O Rei e o Sábio

Enquanto príncipe, Ozir era uma doçura de pessoa. Não havia um só súdito no reino que não o amasse. Com a morte de seu pai tornou-se pelas circunstancias o novo rei. Durante algum tempo manteve seu temperamento calmo e de fácil trato, porém com a descoberta do poder que tinha nas mãos foi se modificando, de tal forma que ultimamente não conseguia mais se controlar. Perdera a paciência por completo, tornando a vida na corte insuportável. Por menor que fosse o delito cometido por alguém já estava disposto a infligir rigorosa pena. E quando mais grave, até a de morte. Foi quando a pedido da rainha, sua amada esposa, resolveu recorrer ao grande sábio. Reuniu-se com seu primeiro ministro e ordenou-lhe que trouxesse à sua presença o sábio do reino.
- Quer que mande buscar o Merval, majestade? – Perguntou-lhe o primeiro ministro.
- E tem outro sábio no reino por acaso?

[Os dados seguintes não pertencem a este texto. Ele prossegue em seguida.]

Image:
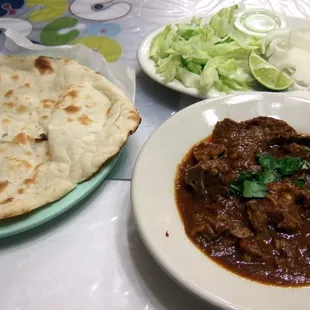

Eu ainda não ouvi falar de outro.
Como sempre seus nervos andavam a flor da pele, mas o ministro procurou acalmá-lo.
- Vou providenciar para que vossa majestade seja atendida imediatamente.
- Faça isso o mais rápido possível, Górgoran.
Merval morava fora dos domínios do reino, muito afastado da cidade. Sua avançada idade foi o principal motivo da demora de sua chegada ao castelo. Deixando o rei mais irritado do que de costume.
Após oito longos meses de espera, finalmente o rei foi avisado por Górgoran que o sábio havia chegado. Só faltava autorizar a sua presença diante dele.
- Mande-o vir agora. – Ordenou o rei enfurecido pela demora.
O velho sábio entrou no grande salão e sem nenhuma pressa ou cerimônia dirigiu-se ao rei.
- O que está acontecendo de tão grave, majestade? Para mandar me chamar.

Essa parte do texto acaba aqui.